Cultivation: full sun, well-drained soil, direct sowing after frost, deadheading to prolong flowering.
20. Dahlia (Dahlia pinnata)
Dahlias originate from Mexican highlands where they were cultivated by Aztec communities. The tuberous roots store inulin rather than starch as their primary carbohydrate reserve. Inulin is a fructan polymer, a chain of fructose units rather than the glucose polymer starch used by most plants. It is not digested by human enzymes but is fermented by gut microbiome bacteria, making it a prebiotic fibre. This is why dahlia tubers were explored as a diabetic-friendly food source before being displaced by other crops.
Cultivation: full sun, fertile well-drained soil, stake tall varieties, lift tubers before hard frost.

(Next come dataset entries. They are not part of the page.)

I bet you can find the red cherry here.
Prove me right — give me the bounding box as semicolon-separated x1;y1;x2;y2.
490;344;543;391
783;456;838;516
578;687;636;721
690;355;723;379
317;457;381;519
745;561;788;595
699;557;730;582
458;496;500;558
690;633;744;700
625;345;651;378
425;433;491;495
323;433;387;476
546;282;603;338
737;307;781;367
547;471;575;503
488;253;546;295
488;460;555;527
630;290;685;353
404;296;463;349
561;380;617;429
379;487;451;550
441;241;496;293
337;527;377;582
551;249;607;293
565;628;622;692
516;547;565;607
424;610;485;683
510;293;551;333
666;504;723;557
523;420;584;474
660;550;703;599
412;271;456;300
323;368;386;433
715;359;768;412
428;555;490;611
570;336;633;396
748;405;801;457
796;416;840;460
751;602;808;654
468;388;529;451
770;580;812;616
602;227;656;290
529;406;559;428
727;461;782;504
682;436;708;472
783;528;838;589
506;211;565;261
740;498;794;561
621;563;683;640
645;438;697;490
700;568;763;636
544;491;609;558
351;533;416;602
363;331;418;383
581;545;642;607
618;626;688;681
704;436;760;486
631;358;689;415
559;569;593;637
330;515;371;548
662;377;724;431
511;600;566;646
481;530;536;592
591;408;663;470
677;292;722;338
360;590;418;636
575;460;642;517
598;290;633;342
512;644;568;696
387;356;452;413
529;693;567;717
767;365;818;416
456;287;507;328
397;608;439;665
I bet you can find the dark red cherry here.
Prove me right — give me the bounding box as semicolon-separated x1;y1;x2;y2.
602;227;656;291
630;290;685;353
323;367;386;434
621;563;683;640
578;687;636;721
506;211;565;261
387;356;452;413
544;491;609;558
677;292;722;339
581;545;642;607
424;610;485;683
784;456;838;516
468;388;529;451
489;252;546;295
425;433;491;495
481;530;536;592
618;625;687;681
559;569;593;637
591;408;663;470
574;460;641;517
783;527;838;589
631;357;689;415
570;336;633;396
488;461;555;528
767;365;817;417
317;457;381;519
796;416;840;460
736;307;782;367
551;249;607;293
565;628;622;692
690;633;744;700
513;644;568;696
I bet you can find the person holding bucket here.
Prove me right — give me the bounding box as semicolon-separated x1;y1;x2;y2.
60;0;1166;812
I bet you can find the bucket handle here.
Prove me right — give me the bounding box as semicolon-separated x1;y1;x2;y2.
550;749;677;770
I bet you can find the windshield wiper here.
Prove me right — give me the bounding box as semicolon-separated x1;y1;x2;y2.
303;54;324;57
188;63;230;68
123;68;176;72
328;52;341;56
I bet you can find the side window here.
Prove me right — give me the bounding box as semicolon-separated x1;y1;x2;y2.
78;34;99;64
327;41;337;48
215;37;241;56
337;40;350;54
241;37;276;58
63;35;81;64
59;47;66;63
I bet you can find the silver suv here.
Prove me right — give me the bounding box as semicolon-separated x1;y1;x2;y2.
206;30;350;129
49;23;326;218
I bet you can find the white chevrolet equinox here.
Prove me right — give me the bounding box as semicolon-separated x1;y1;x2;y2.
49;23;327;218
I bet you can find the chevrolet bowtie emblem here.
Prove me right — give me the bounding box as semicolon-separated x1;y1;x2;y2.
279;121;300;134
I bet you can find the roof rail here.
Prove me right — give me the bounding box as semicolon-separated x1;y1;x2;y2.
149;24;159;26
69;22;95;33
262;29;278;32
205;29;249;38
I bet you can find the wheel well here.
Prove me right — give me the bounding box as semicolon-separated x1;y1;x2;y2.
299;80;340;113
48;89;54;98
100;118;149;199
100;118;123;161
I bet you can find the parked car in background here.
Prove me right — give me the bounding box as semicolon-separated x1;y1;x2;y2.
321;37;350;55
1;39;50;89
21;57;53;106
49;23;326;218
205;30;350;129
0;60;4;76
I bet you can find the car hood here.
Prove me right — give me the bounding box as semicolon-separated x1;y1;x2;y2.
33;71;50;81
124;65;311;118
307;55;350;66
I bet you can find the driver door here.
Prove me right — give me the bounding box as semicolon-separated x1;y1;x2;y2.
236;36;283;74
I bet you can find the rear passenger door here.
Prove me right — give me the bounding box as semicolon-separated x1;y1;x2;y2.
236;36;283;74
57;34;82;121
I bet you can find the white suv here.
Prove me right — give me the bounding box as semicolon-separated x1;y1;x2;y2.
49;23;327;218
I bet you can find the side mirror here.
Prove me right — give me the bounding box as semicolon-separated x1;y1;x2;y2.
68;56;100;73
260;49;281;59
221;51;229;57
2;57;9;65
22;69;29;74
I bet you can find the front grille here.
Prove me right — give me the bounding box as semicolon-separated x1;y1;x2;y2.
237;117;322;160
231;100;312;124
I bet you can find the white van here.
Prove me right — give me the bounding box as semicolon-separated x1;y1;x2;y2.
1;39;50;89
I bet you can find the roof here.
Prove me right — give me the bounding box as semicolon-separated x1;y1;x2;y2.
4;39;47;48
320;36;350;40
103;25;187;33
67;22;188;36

Why Flowering Plant Chemistry Matters for Gardeners
Understanding what plants produce and why changes how you grow them. Lavender in poor dry soil produces more essential oil because stress redirects carbon toward secondary metabolite production. Marigolds modify their surrounding soil through root exudate chemistry. Chrysanthemums produce compounds that shaped the entire synthetic insecticide industry.
Every flower in this list is producing chemistry for its own biological purposes. The fragrance, color, and medicinal properties we value are byproducts of that chemistry, shaped by coevolution with pollinators, herbivores, and pathogens over millions of years.
FAQs
Why do flowers have fragrance?
Floral volatiles evolved to attract specific pollinators rather than for human appreciation. The compounds are synthesized in epidermal or glandular cells and released as signals timed to the activity patterns of target pollinators. Nocturnal flowers like jasmine release more fragrance at night when moth pollinators are active.
Why are some flowers toxic?
Toxicity in flowers and bulbs is defense chemistry against herbivores. Daffodil alkaloids, tulip lactones, and morning glory alkaloids all evolved to deter animal consumption. The same biochemical investment that makes a plant toxic to herbivores often produces the compounds studied for pharmaceutical applications.
Do growing conditions affect flower fragrance?
Significantly. Environmental stress including drought, high light, and nutrient limitation often increases secondary metabolite production including volatile fragrance compounds. Plants grown in conditions matching their native habitat often produce stronger fragrance than those grown in optimised garden conditions.
Why can bougainvillea not be bred to produce blue flowers?
Bougainvillea uses betalain pigments rather than anthocyanins. The two systems are mutually exclusive biochemically. Blue flower color in most plants requires specific anthocyanin modifications that the betalain pathway cannot produce.
What makes marigolds effective as companion plants?
Marigold roots release thiophene compounds into surrounding soil through root exudates. These sulfur-containing secondary metabolites have documented nematicidal activity suppressing plant-parasitic nematode populations. It is a genuine biochemical mechanism not folklore.
Are ornamental flowers ever medicinally useful?
Several are. Chrysanthemums produce pyrethrins used as insecticides. Daffodils produce galanthamine now used in Alzheimer’s treatment. Peonies produce paeoniflorin with documented anti-inflammatory activity. Magnolia bark produces neolignans with anxiolytic properties. The line between ornamental and medicinal plant is often a matter of how the chemistry is being used rather than what chemistry is present.